Pierdoły? Zapierdziel? To jakbym słyszał Liama, który próbuje lub udaje, że umie przeklinać.
- Dzwonię... Dzwonię, żeby... - jąkał się.
- No mów!
- Sesja się nie odbędzie! - wyrzucił z siebie na jednym wydechu.
Po drugiej stronie zapadła cisza. Wszyscy z niecierpliwością wyczekiwali reakcji menadżera. Wszyscy oprócz mnie oczywiście. Higgins wybuchł gromkim śmiechem, a my jak na zawołanie zbaranieliśmy. Tego nikt się nie spodziewał. Czekałem raczej na jakiś wybucha, a tu nic. Zero. Kompletnie nic. Może to cisza przed burzą. Oby jednak nie.
- Dobre to było. Dawno się już tak nie umiałem, ale teraz tak zupełnie serio.
Czyli on myśli, że to był żart?
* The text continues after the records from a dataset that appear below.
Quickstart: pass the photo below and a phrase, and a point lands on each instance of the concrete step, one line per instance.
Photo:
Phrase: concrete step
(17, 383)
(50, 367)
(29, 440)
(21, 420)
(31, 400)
Niestety trochę się rozczaruje.
- Sesja naprawdę się nie odbędzie. - Payne powtórzył.
Jak za machnięciem czarodziejskiej różdżki, Paul zamilkł i przestał się śmiać. Znowu wyczekiwanie... Ile można? Chcę mieć w końcu spokój, żeby ułożyć sobie parę spraw i przemyśleć kilka rzeczy.
Na przykład sprawę związaną z Emily?
Nie przerywaj mi w takim momencie!
- A to niby z jakiej przyczyny? - zapytał, gdy oprzytomniał.
- Zayn zerwał z Gigi.
I cisza. Po raz kolejny. Czy ludzie z mojego otoczenia potrafią tylko i wyłącznie milczeć? Z tego co widzę, a raczej słyszę to tak.
- No nareszcie! Myślałem, że się nigdy nie doczekam tego momentu. Dzięki ci, Boże!
- A nie ma za co - odparł Liam. - Nas też to zaskoczyło. Ale wracając... To jak będzie z tą sesją?
- Teraz sesja nie ma już znaczenia. Najważniejsze, że pozbyliśmy się Gigi. - Ej! - Odwołam ją, a wy macie wolne. Trzymajcie się!
- Do usłyszenia.
Wolne! I to rozumiem.
- Jest! - wykrzyknęli zadowoleni Liam, Louis, Harry, Danielle i Eleanor.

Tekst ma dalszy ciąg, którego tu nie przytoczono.